Reversible Malignant Hypertension and Azotemia Due to Urethral Stricture

Author Affiliations

From the Division of Nephrology and Inorganic Metabolism, Department of Medicine, Emory University School of Medicine, Atlanta, and Grady Memorial Hospital, Atlanta. Dr Vincenti is now at the University of California, San Francisco, and was the recipient of a National Kidney Foundation research fellowship.

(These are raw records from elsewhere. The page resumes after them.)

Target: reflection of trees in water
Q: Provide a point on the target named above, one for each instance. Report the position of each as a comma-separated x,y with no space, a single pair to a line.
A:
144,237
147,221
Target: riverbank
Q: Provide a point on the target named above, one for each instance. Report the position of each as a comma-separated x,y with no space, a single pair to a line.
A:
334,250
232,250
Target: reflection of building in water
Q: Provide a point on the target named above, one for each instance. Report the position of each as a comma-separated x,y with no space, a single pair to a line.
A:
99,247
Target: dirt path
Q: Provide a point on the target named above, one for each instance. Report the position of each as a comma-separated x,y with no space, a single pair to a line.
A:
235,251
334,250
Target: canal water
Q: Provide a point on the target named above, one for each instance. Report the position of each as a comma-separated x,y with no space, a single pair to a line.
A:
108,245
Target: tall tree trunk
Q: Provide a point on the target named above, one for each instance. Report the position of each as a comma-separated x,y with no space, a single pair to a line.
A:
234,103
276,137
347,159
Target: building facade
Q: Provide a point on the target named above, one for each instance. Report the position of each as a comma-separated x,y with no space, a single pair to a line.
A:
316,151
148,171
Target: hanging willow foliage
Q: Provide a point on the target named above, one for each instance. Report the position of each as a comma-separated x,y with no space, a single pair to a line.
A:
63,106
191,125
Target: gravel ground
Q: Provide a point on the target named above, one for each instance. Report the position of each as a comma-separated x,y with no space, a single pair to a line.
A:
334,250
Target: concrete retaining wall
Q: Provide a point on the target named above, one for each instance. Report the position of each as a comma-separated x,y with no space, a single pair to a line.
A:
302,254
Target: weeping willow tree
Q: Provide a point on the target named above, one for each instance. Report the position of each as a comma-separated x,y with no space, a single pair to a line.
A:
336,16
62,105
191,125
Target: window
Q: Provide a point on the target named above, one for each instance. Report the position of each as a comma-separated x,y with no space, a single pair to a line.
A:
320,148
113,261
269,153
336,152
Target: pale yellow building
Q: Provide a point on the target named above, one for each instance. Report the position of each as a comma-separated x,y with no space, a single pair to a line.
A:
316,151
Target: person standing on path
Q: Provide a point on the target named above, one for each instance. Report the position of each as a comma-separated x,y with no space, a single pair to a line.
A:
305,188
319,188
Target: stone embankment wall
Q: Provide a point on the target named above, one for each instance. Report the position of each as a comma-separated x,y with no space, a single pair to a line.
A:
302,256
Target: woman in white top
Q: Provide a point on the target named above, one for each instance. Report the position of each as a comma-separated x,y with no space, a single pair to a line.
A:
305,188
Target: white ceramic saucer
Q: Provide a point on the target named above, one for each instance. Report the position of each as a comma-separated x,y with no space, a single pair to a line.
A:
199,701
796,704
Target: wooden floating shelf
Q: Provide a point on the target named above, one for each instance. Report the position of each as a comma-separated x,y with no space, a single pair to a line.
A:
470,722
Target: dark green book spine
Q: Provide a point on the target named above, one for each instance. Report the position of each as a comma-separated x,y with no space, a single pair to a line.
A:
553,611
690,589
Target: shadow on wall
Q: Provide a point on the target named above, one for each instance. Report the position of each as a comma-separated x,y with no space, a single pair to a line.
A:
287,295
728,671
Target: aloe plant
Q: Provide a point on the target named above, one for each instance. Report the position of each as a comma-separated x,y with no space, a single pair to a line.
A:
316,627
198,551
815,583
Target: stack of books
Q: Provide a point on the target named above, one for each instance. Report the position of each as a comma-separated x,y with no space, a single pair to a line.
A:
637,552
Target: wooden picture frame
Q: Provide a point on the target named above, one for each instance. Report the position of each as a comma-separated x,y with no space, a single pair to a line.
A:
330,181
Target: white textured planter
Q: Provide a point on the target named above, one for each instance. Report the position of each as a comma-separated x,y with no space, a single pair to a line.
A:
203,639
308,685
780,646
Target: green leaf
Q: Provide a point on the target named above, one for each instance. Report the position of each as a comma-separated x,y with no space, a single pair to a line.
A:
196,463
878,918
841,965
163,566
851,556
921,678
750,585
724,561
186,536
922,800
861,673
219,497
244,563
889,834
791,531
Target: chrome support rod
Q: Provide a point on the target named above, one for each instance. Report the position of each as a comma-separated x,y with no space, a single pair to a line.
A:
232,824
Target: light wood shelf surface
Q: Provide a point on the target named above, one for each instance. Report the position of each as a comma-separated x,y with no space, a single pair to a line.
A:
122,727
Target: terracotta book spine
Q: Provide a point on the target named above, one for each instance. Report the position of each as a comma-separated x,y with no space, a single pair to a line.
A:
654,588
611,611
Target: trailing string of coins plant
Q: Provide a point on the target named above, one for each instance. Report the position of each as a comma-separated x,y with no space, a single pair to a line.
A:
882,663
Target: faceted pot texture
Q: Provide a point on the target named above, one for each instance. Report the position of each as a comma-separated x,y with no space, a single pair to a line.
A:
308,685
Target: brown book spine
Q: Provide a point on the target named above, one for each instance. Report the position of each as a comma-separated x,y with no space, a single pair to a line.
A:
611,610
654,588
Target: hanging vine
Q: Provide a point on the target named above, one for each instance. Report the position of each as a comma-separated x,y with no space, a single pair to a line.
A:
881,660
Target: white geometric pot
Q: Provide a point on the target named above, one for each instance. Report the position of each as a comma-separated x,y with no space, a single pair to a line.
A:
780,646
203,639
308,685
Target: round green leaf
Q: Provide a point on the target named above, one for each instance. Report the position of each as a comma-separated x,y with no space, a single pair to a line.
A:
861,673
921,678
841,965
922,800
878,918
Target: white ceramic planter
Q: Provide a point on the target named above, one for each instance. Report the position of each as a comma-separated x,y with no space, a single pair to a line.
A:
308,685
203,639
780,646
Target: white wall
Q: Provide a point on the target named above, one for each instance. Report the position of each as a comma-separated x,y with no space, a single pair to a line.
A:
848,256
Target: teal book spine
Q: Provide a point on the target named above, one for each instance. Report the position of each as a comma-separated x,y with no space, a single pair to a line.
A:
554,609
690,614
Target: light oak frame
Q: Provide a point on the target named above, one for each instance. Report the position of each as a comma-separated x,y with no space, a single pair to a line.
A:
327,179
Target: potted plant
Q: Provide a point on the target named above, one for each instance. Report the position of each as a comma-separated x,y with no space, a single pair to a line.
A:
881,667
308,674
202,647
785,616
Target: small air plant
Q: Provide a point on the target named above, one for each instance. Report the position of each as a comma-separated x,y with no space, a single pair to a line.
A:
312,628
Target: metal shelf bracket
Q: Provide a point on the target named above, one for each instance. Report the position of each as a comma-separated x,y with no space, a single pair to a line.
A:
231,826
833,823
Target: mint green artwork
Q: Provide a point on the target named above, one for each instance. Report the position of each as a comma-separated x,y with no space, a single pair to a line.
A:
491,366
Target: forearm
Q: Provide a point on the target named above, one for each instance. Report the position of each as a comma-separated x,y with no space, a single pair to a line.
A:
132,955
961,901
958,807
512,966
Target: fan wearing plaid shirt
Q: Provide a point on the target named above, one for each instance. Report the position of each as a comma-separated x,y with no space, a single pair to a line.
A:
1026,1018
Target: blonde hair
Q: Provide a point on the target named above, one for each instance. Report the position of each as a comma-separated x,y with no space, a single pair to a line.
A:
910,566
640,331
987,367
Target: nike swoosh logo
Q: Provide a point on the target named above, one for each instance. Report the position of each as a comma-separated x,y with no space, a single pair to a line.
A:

Arch Intern Med. 1977;137(3):370-372. doi:10.1001/archinte.1977.03630150068019

A previously normotensive 24-year-old black man developed malignant hypertension and azotemia. The patient was found to have bladder outlet obstruction due to urethral stricture. Transurethral dilation resulted in brisk improvement in renal function and rapid lowering of blood pressure in association with minimal diuresis. On follow-up one year later, while he was not receiving medications, the blood pressure was 120/70 mm Hg and the creatinine clearance was 150 ml/min. A kidney biopsy specimen showed minimal residual pathologic abnormalities in the renal arteries and arterioles. The renin-angiotensin system was probably involved in the maintenance of the hypertension, in view of the elevated peripheral plasma renin activity on admission. This represents a rare case of hypertension due to urethral stricture. Despite rapid progression to azotemic malignant hypertension, urethral dilation restored the blood pressure and renal function to normal.